The usual approach is to calculate the power due to Joule's heat, given by $\mathbf{j}\cdot\mathbf{E}$. Starting with the Maxwell equations $$\nabla \times\mathbf{B}=\frac{4\pi}{c}\mathbf{j} + \frac{1}{c}\frac{\partial\mathbf{E}}{\partial t},\\ \nabla \times\mathbf{E}=- \frac{1}{c}\frac{\partial\mathbf{B}}{\partial t}. $$ Multiplying the first equation by $\mathbf{E}$ we can express the Joule's heat as $$\frac{4\pi}{c}\mathbf{j}\cdot\mathbf{E} = -\frac{1}{c}\mathbf{E}\cdot\frac{\partial\mathbf{E}}{\partial t} + \mathbf{E}\cdot(\nabla \times\mathbf{B}).$$ Further $$-\frac{1}{c}\mathbf{E}\cdot\frac{\partial\mathbf{E}}{\partial t} = -\frac{1}{2c}\frac{\partial\mathbf{E}^2}{\partial t},$$ whereas $$\mathbf{E}\cdot\nabla \times\mathbf{B} = \nabla (\mathbf{B}\times\mathbf{E}) + \mathbf{B}\cdot(\nabla\times\mathbf{E}).$$ Here the last term is transformed using the other Maxwell equation, as it was done previously for $\mathbf{E}$, whereas the first term produces the Pointing vector.

I suppose one could re-derive this using the work done by the field on a point charge, but then it is not clear where the currents in your question come from (there is only one charge).

Answer 2

Is it possible to derive the quadratic energy expression from the wave equation and Lorentz force?

This is not possible, because those equations do not involve EM energy.
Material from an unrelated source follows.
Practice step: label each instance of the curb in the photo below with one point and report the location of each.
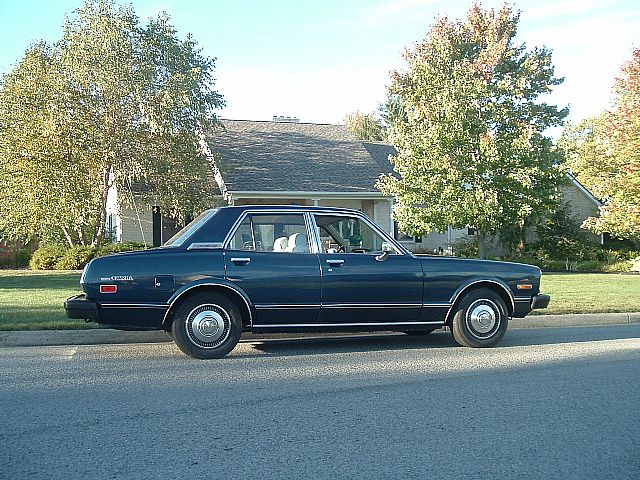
(98, 336)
EM energy has to be defined, just as kinetic energy of point mass has to be defined (and cannot be derived). What can be derived are equations that motivate such definitions.
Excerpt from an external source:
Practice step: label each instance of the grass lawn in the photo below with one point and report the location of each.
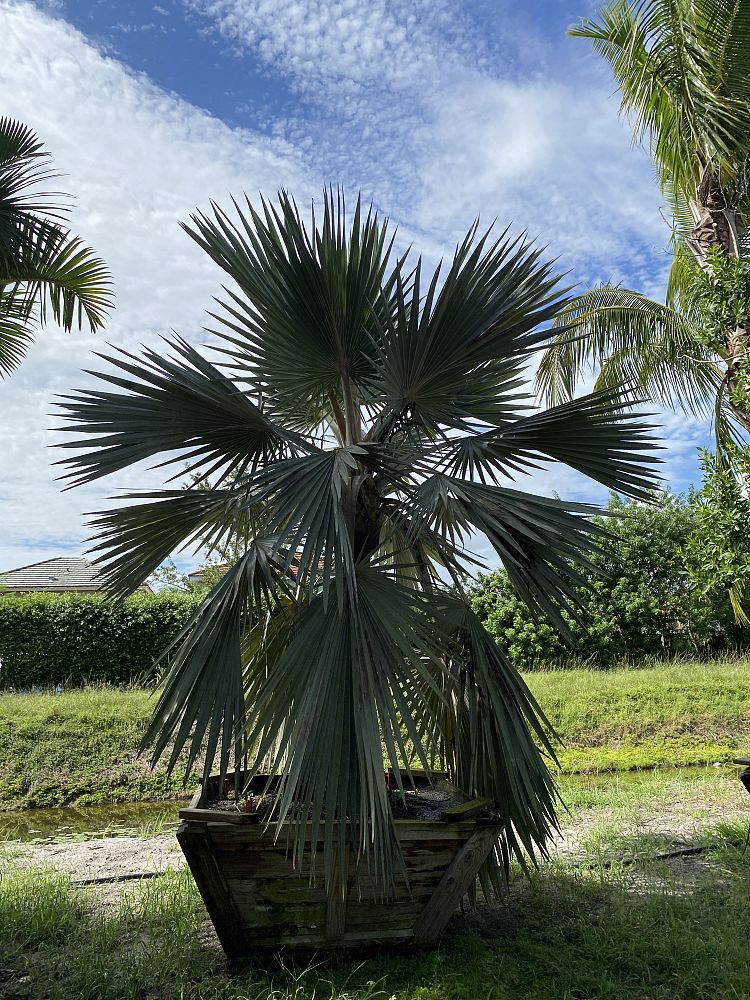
(687, 712)
(604, 921)
(80, 747)
(647, 930)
If the charge and current densities $\rho,\mathbf j$ are regular enough (so that $\mathbf j\cdot\mathbf E$ is mathematically defined so it is integrable), Maxwell's equations alone imply the Poynting theorem:

$$ \mathbf j\cdot \mathbf E = -\partial_t\bigg(\frac{1}{2}\epsilon_0 E^2 + \frac{1}{2\mu_0}B^2\bigg) - \nabla\cdot(\mathbf E\times\mathbf B/\mu_0) . $$

We can integrate both sides over some fixed volume $V$, apply some math theorems and get: $$ \int_V\mathbf j\cdot \mathbf E~dV + \oint_{\partial V} d\mathbf a\cdot (\mathbf E\times\mathbf B/\mu_0 ) = -\partial_t\int_V\frac{1}{2}\epsilon_0 E^2 + \frac{1}{2\mu_0}B^2~dV, $$ where the integral over $\partial V$ is over the boundary surface enclosing $V$, ($d\mathbf a$ is infinitesimal surface area vector).
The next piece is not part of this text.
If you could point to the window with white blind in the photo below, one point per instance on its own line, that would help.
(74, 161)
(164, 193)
We can interpret the first term on the left as work of electric forces per unit time, the second term as EM energy leaving $V$ through its boundary per unit time, and the right-hand side as decrease of EM energy in the volume $V$ per unit time. Based on this interpretation, we can define EM energy in the volume $V$:

$$ E_{EM} = \int_V\frac{1}{2}\epsilon_0 E^2 + \frac{1}{2\mu_0}B^2~dV $$ with volume density

$$ w = \frac{1}{2}\epsilon_0 E^2 + \frac{1}{2\mu_0}B^2, $$ and similarly, we can define EM energy flux for $\partial V$ (energy leaving the region $V$ through its boundary $\partial V$ per unit time):

$$ P_{EM} = \oint_{\partial V} d\mathbf a\cdot (\mathbf E\times\mathbf B/\mu_0 ) $$ with flux density: $$ \mathbf S = \mathbf E\times\mathbf B/\mu_0. $$

When in vacuum, these expressions are also called the Poynting energy density and the Poynting vector. The theorem and its interpretation hold in any medium, vacuum or material.

However, in material media it is customary to exclude polarization and magnetization currents from $\mathbf j$, introduce $\mathbf D,\mathbf H$, and do similar procedure. This cannot proceed, however, if there is no simple relation between $\mathbf D$ and $\mathbf E$. Only in the idealized but important case of linear medium, where $\mathbf D$ is linear function of $\mathbf E$, it is possible to arrive at similar result as above, and get somewhat different definitions of EM energy and EM energy flux:

$$ w = \frac{1}{2}\mathbf E\cdot \mathbf D + \frac{1}{2}\mathbf H\cdot \mathbf B. $$

$$ \mathbf S = \mathbf E\times\mathbf H. $$ These are also called the Poynting density and the Poynting vector. However, strictly speaking, in medium, these are not purely EM energy and flux, but include also energy and energy flux due to the polarized/magnetized matter.